В каждом письме они жалуются, что книг мало. Для того чтобы получить интересную книжку, они готовы часами сидеть в библиотеке, поджидая, не принесет ли кто-нибудь единственный экземпляр любимой повести.
«В библиотеке хорошую книгу захватить очень трудно. Раз только Д. Вознесенскому удалось ухватить книгу Марка Твена. В кооперативе хороших книг тоже нет. Скоро начнется учебный год. В свободный день или в свободное время нам опять нечего делать».
Так пишут три пионера из села Ляхи.
Что ни письмо, то просьба прислать книг — на 2 рубля, на 81 копейку, «аж на 20 рублей». Что ни письмо, то жалоба. Вместо рассказов и стихов приходится читать учебники. В школе деревни Кемка, Ленинградской области, вся школьная библиотека состоит из четырех книг. Первая книга — «Вопросы районирования», вторая книга — «Борьба с дифтеритом», третья книга — «Положение женщины в Советском Союзе», а четвертая — случайный, одинокий номер журнала «Мурзилка». Вот и все.
Я видел собственными глазами эту детскую библиотеку в Кемке. На самодельной полке у стены стояли там, перевязанные тесемочкой, четыре выцветшие брошюрки. Они давно намозолили ребятам глаза, как лозунг: «Кто куда, а я в сберкассу». Их никто даже и не считал за книги.
Да и какие ребята стали бы читать про скучное районирование с дифтеритом!

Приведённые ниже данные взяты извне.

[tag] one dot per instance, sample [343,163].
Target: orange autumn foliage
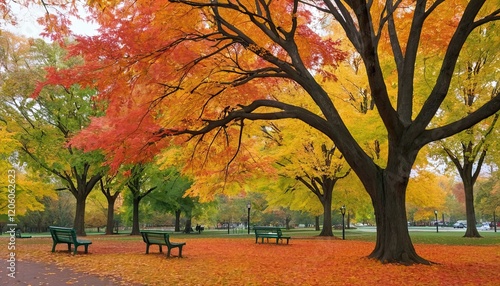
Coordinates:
[239,261]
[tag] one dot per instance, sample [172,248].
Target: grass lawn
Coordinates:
[216,258]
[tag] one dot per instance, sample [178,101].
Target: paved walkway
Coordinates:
[35,273]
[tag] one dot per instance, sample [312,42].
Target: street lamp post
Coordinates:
[248,217]
[342,211]
[437,224]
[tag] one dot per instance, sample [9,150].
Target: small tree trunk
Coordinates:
[316,223]
[469,209]
[79,222]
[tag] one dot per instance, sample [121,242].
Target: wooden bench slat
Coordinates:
[67,235]
[269,232]
[160,238]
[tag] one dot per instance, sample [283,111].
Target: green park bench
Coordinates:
[67,235]
[269,232]
[160,238]
[19,234]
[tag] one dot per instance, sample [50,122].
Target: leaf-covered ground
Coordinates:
[221,261]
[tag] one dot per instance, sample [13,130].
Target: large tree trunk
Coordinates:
[327,211]
[135,216]
[177,227]
[79,222]
[110,223]
[393,244]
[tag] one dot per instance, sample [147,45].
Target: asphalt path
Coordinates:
[37,273]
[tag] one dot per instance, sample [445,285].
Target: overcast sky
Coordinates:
[28,26]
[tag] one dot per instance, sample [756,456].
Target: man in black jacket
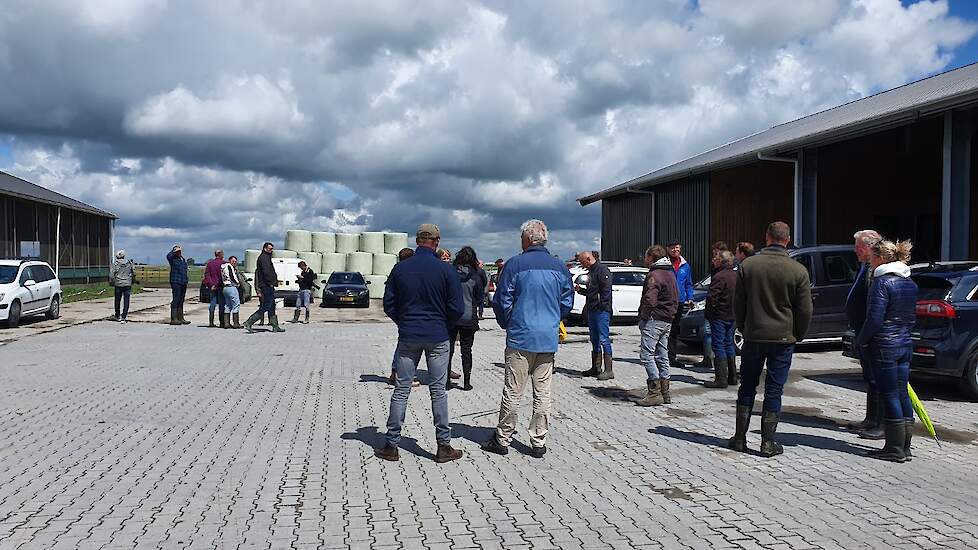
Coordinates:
[265,280]
[598,310]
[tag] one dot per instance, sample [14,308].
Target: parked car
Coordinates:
[626,287]
[28,287]
[346,288]
[831,268]
[945,337]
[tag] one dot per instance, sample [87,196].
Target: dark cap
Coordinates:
[428,231]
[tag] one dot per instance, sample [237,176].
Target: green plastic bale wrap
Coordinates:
[383,264]
[362,262]
[323,242]
[299,240]
[376,286]
[394,242]
[333,261]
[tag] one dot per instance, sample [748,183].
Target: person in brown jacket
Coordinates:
[719,313]
[660,300]
[773,307]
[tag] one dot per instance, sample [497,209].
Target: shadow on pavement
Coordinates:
[369,436]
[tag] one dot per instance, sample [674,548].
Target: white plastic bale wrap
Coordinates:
[362,262]
[299,240]
[333,261]
[394,242]
[376,286]
[323,242]
[372,242]
[251,260]
[384,263]
[347,242]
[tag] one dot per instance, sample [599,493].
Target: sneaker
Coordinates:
[388,452]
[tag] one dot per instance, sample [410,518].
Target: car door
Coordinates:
[836,271]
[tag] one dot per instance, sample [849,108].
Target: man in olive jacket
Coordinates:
[773,307]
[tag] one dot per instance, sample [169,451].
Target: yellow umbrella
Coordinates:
[922,414]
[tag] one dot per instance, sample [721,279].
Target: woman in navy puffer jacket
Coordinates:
[890,314]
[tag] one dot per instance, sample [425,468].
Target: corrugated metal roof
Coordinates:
[892,107]
[14,186]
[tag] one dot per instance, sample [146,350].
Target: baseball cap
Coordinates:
[428,231]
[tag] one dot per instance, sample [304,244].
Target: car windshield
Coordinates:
[345,279]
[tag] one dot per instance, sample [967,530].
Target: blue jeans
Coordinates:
[232,300]
[599,327]
[752,359]
[654,349]
[892,372]
[723,346]
[406,359]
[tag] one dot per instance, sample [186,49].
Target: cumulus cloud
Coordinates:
[228,123]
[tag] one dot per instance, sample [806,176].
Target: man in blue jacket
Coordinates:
[423,297]
[533,293]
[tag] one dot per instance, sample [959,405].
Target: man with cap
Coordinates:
[423,297]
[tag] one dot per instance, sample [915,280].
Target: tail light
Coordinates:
[936,308]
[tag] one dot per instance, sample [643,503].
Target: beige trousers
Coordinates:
[520,365]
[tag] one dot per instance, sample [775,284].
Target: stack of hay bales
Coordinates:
[371,253]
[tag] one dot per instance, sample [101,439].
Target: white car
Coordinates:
[626,289]
[28,287]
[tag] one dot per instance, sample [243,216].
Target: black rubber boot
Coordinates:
[769,427]
[608,373]
[739,441]
[719,374]
[896,437]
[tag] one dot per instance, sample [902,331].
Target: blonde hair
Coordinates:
[890,251]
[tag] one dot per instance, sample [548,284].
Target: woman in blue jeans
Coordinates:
[885,338]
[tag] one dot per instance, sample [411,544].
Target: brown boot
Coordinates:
[608,373]
[654,396]
[664,390]
[446,453]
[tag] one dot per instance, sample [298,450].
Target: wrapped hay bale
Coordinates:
[360,261]
[251,260]
[394,242]
[347,242]
[372,242]
[333,261]
[299,240]
[383,264]
[323,242]
[376,286]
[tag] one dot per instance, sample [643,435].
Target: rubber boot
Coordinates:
[273,320]
[654,396]
[719,374]
[896,437]
[595,365]
[739,441]
[769,426]
[664,389]
[733,377]
[608,373]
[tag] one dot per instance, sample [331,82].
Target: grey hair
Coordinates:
[534,230]
[867,236]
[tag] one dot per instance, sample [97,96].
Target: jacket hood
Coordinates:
[893,268]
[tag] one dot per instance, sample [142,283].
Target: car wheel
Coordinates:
[13,316]
[55,310]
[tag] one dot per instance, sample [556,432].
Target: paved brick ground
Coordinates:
[145,435]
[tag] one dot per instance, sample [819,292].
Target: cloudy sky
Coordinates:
[226,123]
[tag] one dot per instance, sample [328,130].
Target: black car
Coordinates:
[832,270]
[346,288]
[945,337]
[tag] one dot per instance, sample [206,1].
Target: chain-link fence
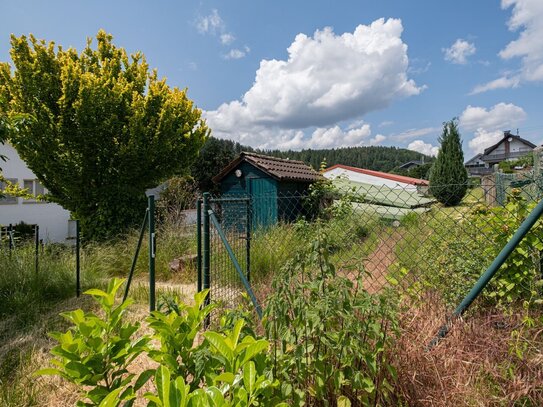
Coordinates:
[398,239]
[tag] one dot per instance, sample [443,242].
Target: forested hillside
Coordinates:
[217,153]
[372,158]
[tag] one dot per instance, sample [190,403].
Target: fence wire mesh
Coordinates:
[395,238]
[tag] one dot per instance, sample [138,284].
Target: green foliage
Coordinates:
[457,252]
[179,194]
[448,177]
[26,294]
[102,128]
[228,368]
[214,156]
[330,335]
[97,351]
[518,276]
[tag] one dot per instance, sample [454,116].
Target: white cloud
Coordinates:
[526,16]
[326,79]
[412,133]
[499,117]
[488,125]
[386,123]
[500,83]
[211,23]
[237,53]
[422,147]
[459,52]
[227,39]
[378,139]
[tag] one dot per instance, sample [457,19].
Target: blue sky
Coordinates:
[300,74]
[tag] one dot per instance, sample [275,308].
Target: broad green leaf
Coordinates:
[249,374]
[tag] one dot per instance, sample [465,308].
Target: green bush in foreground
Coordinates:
[331,336]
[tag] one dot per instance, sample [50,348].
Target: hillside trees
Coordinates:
[448,176]
[104,128]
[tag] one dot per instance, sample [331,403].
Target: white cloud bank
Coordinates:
[424,148]
[488,124]
[526,16]
[459,52]
[214,25]
[326,79]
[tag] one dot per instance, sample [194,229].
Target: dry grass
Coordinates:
[475,365]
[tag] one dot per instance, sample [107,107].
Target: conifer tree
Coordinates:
[448,177]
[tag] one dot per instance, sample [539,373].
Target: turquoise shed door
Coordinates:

Зато уж если забредет в деревенскую школу интересная книга или свежая газета, ее читают «гуртом» — все вместе.
«Як грачи посядем, — пишут белорусские пионеры из Пасецкого сельсовета, — одного усадим читать, а все сидим и слушаем коллективно, как родные братья, одного батька дети».
На книги охотятся, ищут их у товарищей, записываются в очередь.
О книге говорят ласково, любовно:
«Хорошая книжечка». «Вот это так книжечка». «Достать бы хоть троечку таких книг!»
«Хорошо, кабы книжечки были потолще, чтобы читать их можно было долго, ну хоть бы три-четыре дня».
«Очень хочется какого-нибудь журнальчика, чтобы картины в нем были в красках».
Но уж если книга не понравилась, о ней говорят гневно и презрительно. Ей не могут простить, что она обманула лучшие ожидания.
— Нудьга!
Дети уверены, что каждая книжка обязательно должна принести им веселье, дело, новые знания.
«Я люблю читать всякие книги, кроме скучных», — пишет школьница пятой группы, нечаянно повторяя Вольтера.
«Живу в Бузиновке, — пишет мальчик. — Мой папа работает здесь начальником политотдела. Ему-то весело, а мне скучно и нечего читать».
Интересную книгу читают по два, по три раза.
«Эту книгу я читал с большим вниманием. Прочитав ее один раз, я захотел прочитать еще. Прочтя два раза, я остался доволен этой книгой» (Купцов А.П. из Ленинграда. Отзывы на книгу Пантелеева «Часы»).
Содержание книжки ребята помнят точно.
Во многих письмах они пересказывают Горькому целые повести: «Детство» и «В людях» самого же Горького, «Таинственный остров» Жюля Верна, «Дерсу Узала» Арсеньева, «Пакет» Пантелеева, «Рассказ о великом плане» Ильина, «Кара-Бугаз» Паустовского, «Джека Восьмеркина» Смирнова. «Джека» они просят даже продлить, то есть написать к нему продолжение.
Вряд ли весть об организации какого-нибудь нового издательства для взрослых вызвала бы такую бурю вопросов, ожиданий и надежд, какая поднялась среди школьников всего нашего Союза после письма М. Горького.
3. Читатель из «Калгаса»
Но вспомним наше собственное детство. Разве в двенадцать-тринадцать лет мы не были такими же яростными и жадными читателями? Разве мы не собирали любовно из года в год все романы Купера, все повести Жюля Верна?
Да, конечно, и мы любили книжки, и, пожалуй, не меньше любили, чем нынешние ребята.
Я отлично помню своих сверстников, читавших и сидя, и лежа, и в постели, и на «империале» — на верхушке конки. На память о нашем отроческом чтении мы с тринадцатилетнего возраста носим очки.